Define methods within a class using the fn keyword, declare self as the first argument to make the method a instance method, otherwise, it's a static method:

class Person {
    name: str,
    age: int,

    fn new(name: str, age: int) {
        self.name = name;
        self.age = age;
    }

    fn greet(self) -> str {
        print("Hello, my name is", self.name, "and I'm", self.age, "years old.");
    }

    fn static_method() {
        print("static method of Person");
    }
}

let alice = Person("Alice", 30);
alice.greet(); // "Hello, my name is Alice and I'm 30 years old."
Person.static_method(); // "static method of Person"

Use class_instance.method() to call an instance method, use ClassName.method() to call a static method.

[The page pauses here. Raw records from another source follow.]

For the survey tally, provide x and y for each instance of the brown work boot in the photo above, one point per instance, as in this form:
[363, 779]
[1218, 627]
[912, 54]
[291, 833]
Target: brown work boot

Accessing Properties and Methods

Access object properties and methods using the dot notation:

print(alice.name); // "Alice"
alice.age = 31;
print(alice.age); // 31
print(alice.greet()); // "Hello, my name is Alice and I'm 31 years old."

Field Validation

AIScript supports field validation using directive annotations similar to Python's Pydantic:

class User {
    @string(min_len=3, max_len=50)
    username: str,

    @number(min=0, max=120)
    age: int,
}

// This will throw a validation error
let invalid_user = User {
    username: "a",
    age: 150,
} |err| {
    print(err);
};

Above code will throw a validation error:

ValidationError! {
    errors: [
        {
            msg: Number is greater than the maximum value of 120, 
            loc: [age], 
            type: validation_error, 
            input: 150
        }, 
        {
            msg: String length is less than the minimum length of 3, 
            loc: [username], 
            type: validation_error, 
            input: a
        }
    ]
}

Inheritance

Use the parentheses syntax to inherit from another class:

class Employee(Person) {
    job_title: str,

    fn new(name: str, age: int, job_title: str) {
        // Call the parent class constructor
        super.new(name, age);
        self.job_title = job_title;
    }

    fn greet(self) -> str {
        print("Hello, my name is", self.name,"and I'm", self.age, "years old, a", self.job_title);
    }
}

let developer = Employee("Carlos", 28, "Software Developer");
developer.greet(); // "Hello, my name is Carlos and I'm 28 years old, a Software Developer"
Notice

AIScript only support inherit single super class.

Default Values

You can provide default values for class properties:

class Config {
    host: str = "localhost",
    port: int = 8080,
    debug: bool = false,
}

// Use defaults
let default_config = Config();
print(default_config); // Config {host: localhost, debug: false, port: 8080}

// Override defaults
let custom_config = Config {
    host: "example.com",
    port: 443,
};
print(custom_config); // Config {host: example.com, debug: false, port: 443}

This overview covers the fundamentals of class and object-oriented programming in AIScript. By combining these features with AIScript's error handling, validation, and type system, you can create clean, maintainable, and robust code.